Objective: To elicit patients' views on whether they could contribute to improvements in their care by carrying their own health information to clinician encounters; and to consider the implications for the development of a patient-held health file (PHF).
Background: Increasing rates of chronic disease lead to health care being delivered by multiple care providers often at distributed geographic locations. As a way of increasing the availability of patient information to care providers our project will trial a PHF. Patients carry these files to doctors' appointments where clinicians record data for other doctors or the patient. Increasing the availability of patient information is anticipated to enhance the safety and quality of care delivery and improve health outcomes.
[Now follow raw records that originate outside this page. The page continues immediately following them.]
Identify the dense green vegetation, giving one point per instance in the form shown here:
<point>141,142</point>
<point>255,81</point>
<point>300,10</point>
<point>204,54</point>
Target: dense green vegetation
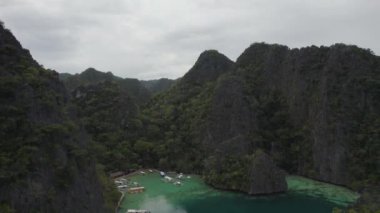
<point>312,111</point>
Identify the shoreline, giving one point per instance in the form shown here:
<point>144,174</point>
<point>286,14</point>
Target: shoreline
<point>147,172</point>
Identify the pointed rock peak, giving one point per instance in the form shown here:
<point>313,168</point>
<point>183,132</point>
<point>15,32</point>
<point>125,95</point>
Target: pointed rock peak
<point>258,52</point>
<point>209,66</point>
<point>94,72</point>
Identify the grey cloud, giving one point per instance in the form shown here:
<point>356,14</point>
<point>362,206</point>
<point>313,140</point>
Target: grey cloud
<point>162,38</point>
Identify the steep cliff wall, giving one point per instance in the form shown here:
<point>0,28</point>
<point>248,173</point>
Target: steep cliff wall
<point>45,165</point>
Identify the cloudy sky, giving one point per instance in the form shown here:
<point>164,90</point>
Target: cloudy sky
<point>149,39</point>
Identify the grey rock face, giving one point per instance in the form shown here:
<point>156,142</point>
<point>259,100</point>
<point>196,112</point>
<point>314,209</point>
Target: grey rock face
<point>265,177</point>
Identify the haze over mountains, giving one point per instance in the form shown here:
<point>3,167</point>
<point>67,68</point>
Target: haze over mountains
<point>242,125</point>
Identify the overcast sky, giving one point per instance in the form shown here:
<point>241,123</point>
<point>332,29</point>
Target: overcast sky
<point>149,39</point>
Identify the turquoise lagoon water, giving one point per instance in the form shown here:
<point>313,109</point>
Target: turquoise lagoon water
<point>194,196</point>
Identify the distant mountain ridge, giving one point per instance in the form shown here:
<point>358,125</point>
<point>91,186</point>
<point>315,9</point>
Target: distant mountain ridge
<point>242,126</point>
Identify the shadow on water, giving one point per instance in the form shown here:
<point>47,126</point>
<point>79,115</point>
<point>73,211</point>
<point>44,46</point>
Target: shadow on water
<point>194,196</point>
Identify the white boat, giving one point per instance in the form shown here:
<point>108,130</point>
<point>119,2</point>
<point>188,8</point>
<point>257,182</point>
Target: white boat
<point>168,178</point>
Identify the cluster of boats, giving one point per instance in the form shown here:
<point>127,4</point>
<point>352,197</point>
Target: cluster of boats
<point>175,181</point>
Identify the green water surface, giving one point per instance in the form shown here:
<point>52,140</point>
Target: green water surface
<point>194,196</point>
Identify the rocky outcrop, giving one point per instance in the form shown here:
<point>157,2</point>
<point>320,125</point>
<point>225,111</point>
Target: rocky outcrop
<point>45,161</point>
<point>210,65</point>
<point>264,176</point>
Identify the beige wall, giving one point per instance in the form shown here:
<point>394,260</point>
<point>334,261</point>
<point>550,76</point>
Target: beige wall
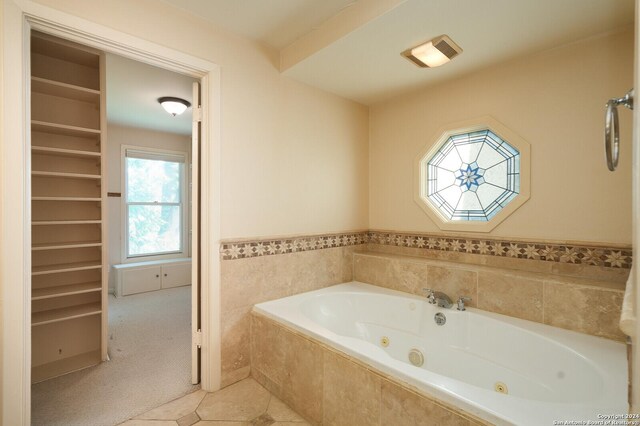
<point>554,100</point>
<point>294,159</point>
<point>116,137</point>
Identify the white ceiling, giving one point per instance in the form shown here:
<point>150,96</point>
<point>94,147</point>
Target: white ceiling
<point>276,23</point>
<point>133,89</point>
<point>361,60</point>
<point>366,65</point>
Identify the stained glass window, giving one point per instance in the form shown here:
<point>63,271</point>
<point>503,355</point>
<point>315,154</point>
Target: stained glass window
<point>472,176</point>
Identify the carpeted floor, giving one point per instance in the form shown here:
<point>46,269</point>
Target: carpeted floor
<point>150,351</point>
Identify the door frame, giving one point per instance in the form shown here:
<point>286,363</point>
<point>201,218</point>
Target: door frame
<point>19,17</point>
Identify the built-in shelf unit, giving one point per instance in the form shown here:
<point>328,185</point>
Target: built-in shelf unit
<point>69,273</point>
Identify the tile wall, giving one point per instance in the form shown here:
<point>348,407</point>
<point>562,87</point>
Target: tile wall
<point>328,387</point>
<point>574,286</point>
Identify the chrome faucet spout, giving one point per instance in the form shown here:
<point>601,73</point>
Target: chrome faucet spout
<point>438,298</point>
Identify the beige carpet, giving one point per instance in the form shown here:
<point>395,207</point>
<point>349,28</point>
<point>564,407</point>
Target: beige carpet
<point>149,347</point>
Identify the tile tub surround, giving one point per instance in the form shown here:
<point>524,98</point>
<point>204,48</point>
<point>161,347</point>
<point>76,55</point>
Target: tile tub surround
<point>606,261</point>
<point>251,280</point>
<point>579,304</point>
<point>328,387</point>
<point>258,270</point>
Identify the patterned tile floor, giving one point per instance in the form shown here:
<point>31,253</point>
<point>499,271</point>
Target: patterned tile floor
<point>245,403</point>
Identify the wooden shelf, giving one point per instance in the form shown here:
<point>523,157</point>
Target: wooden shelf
<point>62,129</point>
<point>65,365</point>
<point>57,246</point>
<point>64,314</point>
<point>69,213</point>
<point>65,290</point>
<point>61,152</point>
<point>65,267</point>
<point>64,175</point>
<point>65,222</point>
<point>65,199</point>
<point>64,90</point>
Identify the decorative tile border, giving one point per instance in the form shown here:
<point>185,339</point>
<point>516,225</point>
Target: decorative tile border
<point>576,254</point>
<point>244,249</point>
<point>561,253</point>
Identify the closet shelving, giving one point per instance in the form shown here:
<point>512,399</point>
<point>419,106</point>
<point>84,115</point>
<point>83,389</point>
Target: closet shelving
<point>69,286</point>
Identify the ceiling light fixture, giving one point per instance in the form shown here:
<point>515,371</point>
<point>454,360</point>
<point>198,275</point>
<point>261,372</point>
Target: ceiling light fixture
<point>433,53</point>
<point>174,106</point>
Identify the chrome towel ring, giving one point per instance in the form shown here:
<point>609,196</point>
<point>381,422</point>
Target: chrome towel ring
<point>612,136</point>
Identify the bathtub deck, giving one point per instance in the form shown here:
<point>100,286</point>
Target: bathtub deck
<point>242,403</point>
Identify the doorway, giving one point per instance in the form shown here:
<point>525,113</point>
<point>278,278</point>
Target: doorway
<point>18,21</point>
<point>91,172</point>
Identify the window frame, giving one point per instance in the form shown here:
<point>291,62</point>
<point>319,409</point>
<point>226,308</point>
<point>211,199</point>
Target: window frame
<point>185,199</point>
<point>440,138</point>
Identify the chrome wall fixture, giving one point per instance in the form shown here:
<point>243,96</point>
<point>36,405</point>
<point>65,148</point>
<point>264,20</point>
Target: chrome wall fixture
<point>612,130</point>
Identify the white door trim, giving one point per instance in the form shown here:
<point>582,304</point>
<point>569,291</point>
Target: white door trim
<point>18,17</point>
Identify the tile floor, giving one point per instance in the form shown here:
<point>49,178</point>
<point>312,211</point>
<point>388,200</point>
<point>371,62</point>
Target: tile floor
<point>245,403</point>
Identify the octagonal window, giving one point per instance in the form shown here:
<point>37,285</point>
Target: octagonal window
<point>474,177</point>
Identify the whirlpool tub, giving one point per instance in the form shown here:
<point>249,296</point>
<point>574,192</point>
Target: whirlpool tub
<point>501,369</point>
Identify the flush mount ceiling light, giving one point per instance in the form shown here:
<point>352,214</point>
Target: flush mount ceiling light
<point>174,106</point>
<point>435,52</point>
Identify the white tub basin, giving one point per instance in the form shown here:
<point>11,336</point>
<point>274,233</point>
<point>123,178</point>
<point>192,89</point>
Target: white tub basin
<point>549,374</point>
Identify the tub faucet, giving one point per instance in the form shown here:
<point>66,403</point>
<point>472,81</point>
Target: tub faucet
<point>438,298</point>
<point>461,301</point>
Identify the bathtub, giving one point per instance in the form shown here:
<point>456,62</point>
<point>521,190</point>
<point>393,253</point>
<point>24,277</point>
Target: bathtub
<point>498,368</point>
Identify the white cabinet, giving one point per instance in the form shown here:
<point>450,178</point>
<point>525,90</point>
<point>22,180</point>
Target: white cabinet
<point>140,277</point>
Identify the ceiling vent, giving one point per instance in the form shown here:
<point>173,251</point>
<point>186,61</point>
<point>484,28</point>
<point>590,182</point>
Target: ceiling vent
<point>433,53</point>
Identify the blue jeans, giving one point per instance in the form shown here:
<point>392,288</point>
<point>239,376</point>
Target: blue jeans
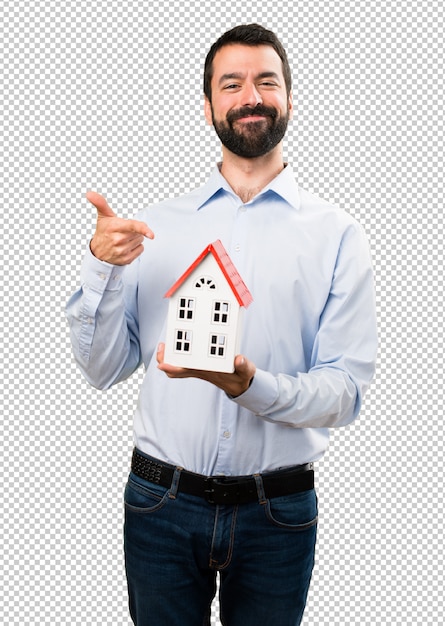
<point>176,543</point>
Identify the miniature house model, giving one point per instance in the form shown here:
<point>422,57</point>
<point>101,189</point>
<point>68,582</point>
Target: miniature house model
<point>205,313</point>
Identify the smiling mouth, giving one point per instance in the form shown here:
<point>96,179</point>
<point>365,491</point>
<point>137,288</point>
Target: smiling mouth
<point>251,118</point>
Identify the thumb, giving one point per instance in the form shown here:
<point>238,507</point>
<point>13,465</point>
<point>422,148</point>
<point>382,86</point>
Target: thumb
<point>102,206</point>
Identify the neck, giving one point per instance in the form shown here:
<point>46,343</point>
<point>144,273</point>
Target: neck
<point>248,177</point>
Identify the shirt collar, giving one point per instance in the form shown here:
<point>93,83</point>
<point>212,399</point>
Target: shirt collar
<point>284,185</point>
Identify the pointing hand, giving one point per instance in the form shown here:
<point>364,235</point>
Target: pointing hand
<point>117,241</point>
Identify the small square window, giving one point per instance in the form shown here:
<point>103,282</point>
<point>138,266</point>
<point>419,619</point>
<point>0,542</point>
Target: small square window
<point>186,308</point>
<point>217,346</point>
<point>220,313</point>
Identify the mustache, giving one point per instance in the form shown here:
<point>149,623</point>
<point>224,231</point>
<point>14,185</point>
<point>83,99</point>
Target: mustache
<point>260,109</point>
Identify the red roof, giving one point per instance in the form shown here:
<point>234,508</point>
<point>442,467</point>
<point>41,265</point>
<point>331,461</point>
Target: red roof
<point>230,272</point>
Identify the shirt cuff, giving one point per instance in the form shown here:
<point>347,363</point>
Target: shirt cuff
<point>100,275</point>
<point>261,395</point>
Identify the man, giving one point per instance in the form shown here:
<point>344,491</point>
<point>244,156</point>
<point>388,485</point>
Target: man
<point>308,352</point>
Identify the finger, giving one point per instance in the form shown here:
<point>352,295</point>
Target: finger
<point>244,368</point>
<point>100,203</point>
<point>135,226</point>
<point>160,353</point>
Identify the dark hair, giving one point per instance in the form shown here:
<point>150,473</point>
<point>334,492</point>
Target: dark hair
<point>248,35</point>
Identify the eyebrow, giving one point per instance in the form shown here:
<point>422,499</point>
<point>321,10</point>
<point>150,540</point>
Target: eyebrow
<point>239,75</point>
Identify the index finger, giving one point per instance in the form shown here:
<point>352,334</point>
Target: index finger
<point>136,226</point>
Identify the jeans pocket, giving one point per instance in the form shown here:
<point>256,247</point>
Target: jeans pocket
<point>297,511</point>
<point>144,497</point>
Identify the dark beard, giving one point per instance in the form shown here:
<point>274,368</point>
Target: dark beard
<point>256,138</point>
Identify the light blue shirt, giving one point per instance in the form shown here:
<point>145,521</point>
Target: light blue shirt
<point>310,331</point>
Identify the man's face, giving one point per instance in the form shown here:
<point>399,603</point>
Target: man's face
<point>250,108</point>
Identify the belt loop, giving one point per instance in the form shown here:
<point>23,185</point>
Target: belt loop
<point>175,483</point>
<point>260,489</point>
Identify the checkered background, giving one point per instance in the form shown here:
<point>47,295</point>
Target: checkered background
<point>107,95</point>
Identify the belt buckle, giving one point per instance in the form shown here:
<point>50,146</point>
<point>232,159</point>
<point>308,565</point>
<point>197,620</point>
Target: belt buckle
<point>210,483</point>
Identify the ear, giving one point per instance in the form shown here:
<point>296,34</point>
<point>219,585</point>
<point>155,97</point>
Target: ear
<point>208,111</point>
<point>291,106</point>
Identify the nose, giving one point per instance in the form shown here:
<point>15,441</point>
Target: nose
<point>251,96</point>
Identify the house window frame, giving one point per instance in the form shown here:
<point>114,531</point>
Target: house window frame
<point>183,341</point>
<point>221,312</point>
<point>218,345</point>
<point>186,309</point>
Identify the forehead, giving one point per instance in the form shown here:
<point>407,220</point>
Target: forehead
<point>244,59</point>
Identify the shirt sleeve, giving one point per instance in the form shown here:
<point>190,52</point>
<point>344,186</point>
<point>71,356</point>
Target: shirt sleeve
<point>102,316</point>
<point>343,359</point>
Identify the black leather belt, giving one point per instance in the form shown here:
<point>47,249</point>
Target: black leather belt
<point>225,489</point>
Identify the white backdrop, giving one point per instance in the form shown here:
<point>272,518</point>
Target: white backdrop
<point>107,95</point>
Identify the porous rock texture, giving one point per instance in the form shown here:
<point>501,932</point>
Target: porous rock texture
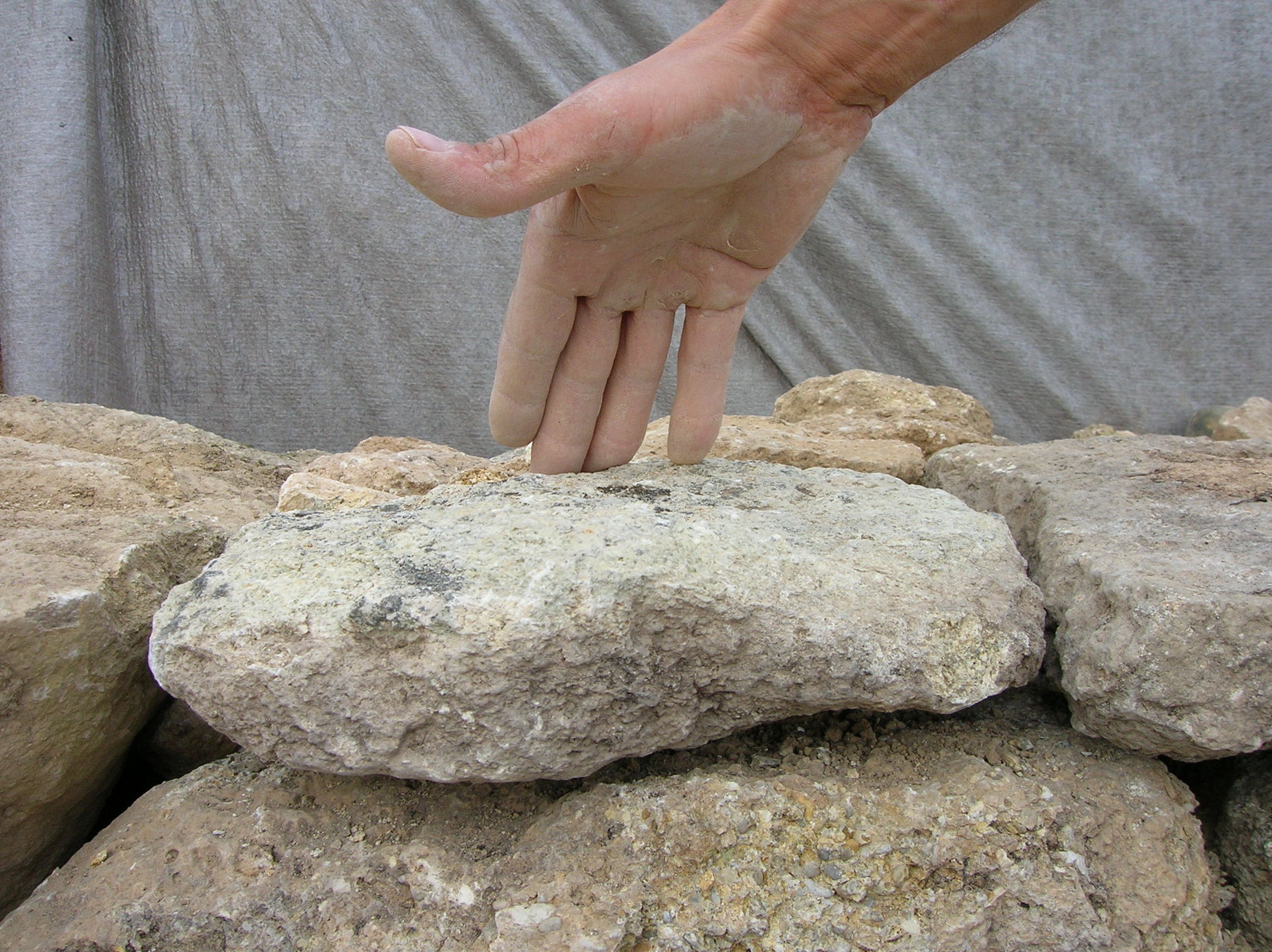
<point>308,490</point>
<point>868,405</point>
<point>1251,420</point>
<point>1154,556</point>
<point>546,625</point>
<point>401,466</point>
<point>101,513</point>
<point>1244,847</point>
<point>792,444</point>
<point>996,829</point>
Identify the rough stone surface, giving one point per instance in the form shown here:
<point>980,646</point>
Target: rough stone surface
<point>308,490</point>
<point>546,625</point>
<point>997,829</point>
<point>401,466</point>
<point>1251,420</point>
<point>1155,559</point>
<point>93,534</point>
<point>177,740</point>
<point>1244,847</point>
<point>1099,429</point>
<point>792,444</point>
<point>867,405</point>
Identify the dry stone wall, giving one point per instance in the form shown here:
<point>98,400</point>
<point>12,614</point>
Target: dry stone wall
<point>582,641</point>
<point>999,829</point>
<point>102,512</point>
<point>1155,558</point>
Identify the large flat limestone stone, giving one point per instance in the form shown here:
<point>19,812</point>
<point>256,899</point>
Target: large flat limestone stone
<point>546,625</point>
<point>1155,558</point>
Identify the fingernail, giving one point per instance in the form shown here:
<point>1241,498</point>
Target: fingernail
<point>426,140</point>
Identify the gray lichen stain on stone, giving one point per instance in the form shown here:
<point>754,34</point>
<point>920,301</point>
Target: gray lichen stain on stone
<point>435,577</point>
<point>386,623</point>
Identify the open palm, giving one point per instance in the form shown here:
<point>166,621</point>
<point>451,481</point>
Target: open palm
<point>679,181</point>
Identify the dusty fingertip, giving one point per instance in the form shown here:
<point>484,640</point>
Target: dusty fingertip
<point>425,140</point>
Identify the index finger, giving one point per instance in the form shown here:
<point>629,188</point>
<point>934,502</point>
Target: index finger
<point>536,329</point>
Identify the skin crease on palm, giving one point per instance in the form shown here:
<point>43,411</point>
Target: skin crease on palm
<point>679,181</point>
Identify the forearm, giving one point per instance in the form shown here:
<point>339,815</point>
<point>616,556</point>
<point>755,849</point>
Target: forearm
<point>865,52</point>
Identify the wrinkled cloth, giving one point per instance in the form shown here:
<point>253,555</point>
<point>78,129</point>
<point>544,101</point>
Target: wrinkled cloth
<point>1070,222</point>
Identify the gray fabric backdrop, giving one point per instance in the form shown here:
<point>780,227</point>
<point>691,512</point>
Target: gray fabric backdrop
<point>1070,222</point>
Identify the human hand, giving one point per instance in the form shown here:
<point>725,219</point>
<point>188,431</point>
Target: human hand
<point>682,180</point>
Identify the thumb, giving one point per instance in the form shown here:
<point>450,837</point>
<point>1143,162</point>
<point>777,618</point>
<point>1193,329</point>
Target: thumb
<point>568,147</point>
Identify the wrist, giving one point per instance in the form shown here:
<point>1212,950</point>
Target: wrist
<point>868,52</point>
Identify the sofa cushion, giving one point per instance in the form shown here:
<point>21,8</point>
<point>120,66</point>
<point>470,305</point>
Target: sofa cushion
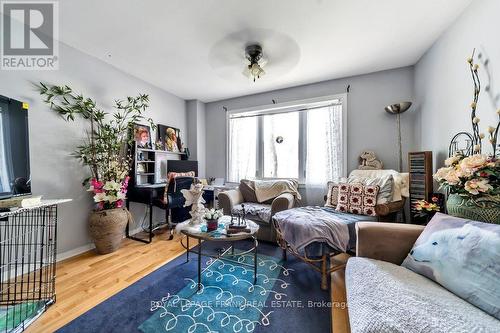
<point>254,211</point>
<point>383,297</point>
<point>247,189</point>
<point>463,256</point>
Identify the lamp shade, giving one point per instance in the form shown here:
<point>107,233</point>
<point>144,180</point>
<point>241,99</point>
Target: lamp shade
<point>398,108</point>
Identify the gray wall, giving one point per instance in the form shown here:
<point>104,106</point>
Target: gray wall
<point>196,135</point>
<point>443,85</point>
<point>54,173</point>
<point>368,125</point>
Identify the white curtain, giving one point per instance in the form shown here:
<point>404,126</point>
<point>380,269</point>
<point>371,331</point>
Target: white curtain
<point>242,149</point>
<point>324,151</point>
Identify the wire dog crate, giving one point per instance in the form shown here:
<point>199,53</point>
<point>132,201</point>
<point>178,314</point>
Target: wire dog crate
<point>27,265</point>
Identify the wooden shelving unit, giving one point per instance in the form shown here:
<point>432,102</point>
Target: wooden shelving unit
<point>421,183</point>
<point>150,165</point>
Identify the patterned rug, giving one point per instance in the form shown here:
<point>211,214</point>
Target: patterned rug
<point>286,297</point>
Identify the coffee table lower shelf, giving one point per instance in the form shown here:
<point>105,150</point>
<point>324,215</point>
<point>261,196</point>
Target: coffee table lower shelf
<point>223,255</point>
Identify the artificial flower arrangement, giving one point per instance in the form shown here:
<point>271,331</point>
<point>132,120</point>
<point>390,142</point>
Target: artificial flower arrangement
<point>476,175</point>
<point>472,176</point>
<point>105,151</point>
<point>109,194</point>
<point>423,208</point>
<point>213,214</point>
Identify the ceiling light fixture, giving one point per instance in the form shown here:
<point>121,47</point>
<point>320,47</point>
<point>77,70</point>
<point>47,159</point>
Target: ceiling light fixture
<point>254,55</point>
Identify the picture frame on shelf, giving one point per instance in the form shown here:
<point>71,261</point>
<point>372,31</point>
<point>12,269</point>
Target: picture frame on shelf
<point>142,135</point>
<point>170,137</point>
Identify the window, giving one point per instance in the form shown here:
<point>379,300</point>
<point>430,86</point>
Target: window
<point>304,141</point>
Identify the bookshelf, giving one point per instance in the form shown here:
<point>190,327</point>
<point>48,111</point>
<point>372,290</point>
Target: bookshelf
<point>150,165</point>
<point>421,183</point>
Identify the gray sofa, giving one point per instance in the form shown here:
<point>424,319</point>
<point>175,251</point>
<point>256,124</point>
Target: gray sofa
<point>383,296</point>
<point>261,213</point>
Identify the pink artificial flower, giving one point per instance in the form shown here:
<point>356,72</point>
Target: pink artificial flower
<point>97,184</point>
<point>98,190</point>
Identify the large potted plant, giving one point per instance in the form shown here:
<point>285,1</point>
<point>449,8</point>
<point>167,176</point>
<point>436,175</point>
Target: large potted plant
<point>105,152</point>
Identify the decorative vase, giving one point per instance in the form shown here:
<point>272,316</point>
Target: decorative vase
<point>212,224</point>
<point>107,228</point>
<point>485,209</point>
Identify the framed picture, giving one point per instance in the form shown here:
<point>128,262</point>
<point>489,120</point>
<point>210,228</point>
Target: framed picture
<point>142,135</point>
<point>170,137</point>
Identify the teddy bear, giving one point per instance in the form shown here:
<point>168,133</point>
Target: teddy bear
<point>368,161</point>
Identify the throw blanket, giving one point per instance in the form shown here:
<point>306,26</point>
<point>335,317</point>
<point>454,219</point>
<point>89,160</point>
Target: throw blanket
<point>270,189</point>
<point>306,225</point>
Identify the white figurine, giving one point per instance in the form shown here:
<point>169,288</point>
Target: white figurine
<point>194,197</point>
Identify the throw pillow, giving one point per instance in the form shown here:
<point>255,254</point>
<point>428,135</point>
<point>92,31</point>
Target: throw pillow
<point>332,195</point>
<point>385,183</point>
<point>463,256</point>
<point>357,199</point>
<point>247,189</point>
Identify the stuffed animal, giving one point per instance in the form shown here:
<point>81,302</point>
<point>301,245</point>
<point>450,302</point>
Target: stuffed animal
<point>368,161</point>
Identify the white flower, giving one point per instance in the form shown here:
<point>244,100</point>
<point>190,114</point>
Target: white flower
<point>112,186</point>
<point>476,186</point>
<point>452,160</point>
<point>472,163</point>
<point>441,173</point>
<point>100,197</point>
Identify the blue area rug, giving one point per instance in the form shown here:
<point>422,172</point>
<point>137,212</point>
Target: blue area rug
<point>287,297</point>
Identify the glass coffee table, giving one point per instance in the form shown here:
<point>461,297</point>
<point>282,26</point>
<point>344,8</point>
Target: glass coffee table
<point>200,234</point>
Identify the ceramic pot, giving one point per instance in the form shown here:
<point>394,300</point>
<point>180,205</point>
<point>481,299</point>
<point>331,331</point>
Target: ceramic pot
<point>485,209</point>
<point>107,228</point>
<point>212,224</point>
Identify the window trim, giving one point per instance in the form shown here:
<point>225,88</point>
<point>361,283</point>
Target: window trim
<point>291,106</point>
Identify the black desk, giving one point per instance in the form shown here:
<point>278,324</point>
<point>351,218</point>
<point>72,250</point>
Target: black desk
<point>150,195</point>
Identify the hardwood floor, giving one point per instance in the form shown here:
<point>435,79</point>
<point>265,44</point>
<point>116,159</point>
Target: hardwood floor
<point>88,279</point>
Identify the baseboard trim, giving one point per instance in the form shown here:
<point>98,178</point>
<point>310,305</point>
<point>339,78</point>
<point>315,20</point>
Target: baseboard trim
<point>74,252</point>
<point>85,248</point>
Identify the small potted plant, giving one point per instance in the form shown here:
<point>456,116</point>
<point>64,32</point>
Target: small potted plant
<point>212,217</point>
<point>425,210</point>
<point>474,186</point>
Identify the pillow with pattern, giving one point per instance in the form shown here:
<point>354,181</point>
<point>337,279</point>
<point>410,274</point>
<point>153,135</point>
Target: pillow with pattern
<point>463,256</point>
<point>357,199</point>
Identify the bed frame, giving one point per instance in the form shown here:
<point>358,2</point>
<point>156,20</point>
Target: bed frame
<point>326,264</point>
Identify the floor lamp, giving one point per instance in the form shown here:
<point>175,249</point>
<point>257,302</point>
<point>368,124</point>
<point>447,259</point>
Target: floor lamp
<point>397,109</point>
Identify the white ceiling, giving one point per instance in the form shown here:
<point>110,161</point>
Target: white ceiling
<point>169,43</point>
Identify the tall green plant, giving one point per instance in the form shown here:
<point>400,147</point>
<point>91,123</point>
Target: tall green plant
<point>104,150</point>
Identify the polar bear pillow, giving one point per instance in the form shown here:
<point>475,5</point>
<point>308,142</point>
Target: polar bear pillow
<point>463,256</point>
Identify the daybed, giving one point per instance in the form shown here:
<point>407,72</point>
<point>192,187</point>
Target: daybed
<point>314,234</point>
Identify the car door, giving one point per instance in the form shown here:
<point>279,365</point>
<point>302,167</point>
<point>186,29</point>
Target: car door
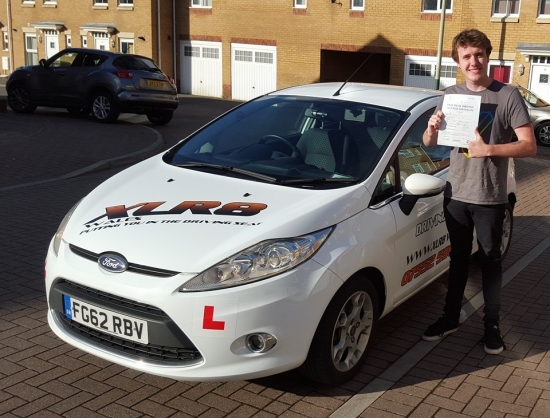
<point>55,81</point>
<point>421,242</point>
Study design: Qualitative semi-structured interviews were conducted with 10 patients. Participants were evenly distributed in terms of gender, aged 60 years or greater and visited at least two specialists and one general practitioner.
Findings: In this exploratory study, patients who were currently active in decision making about their own health already recorded some health information. They were receptive to carrying their information and thought they should take some responsibility for their health. Patients who were more passive in making decisions about their health did not perceive a need to carry their own information and felt that their doctors communicated adequately.
Conclusion: Patient-held health files provide an opportunity for patients to access their health information. Such files have the potential to improve health outcomes for patients who adopt both active and passive roles in relation to their own health and engaging with their health information.
© 2010 The Authors. Health Expectations © 2010 Blackwell Publishing Ltd.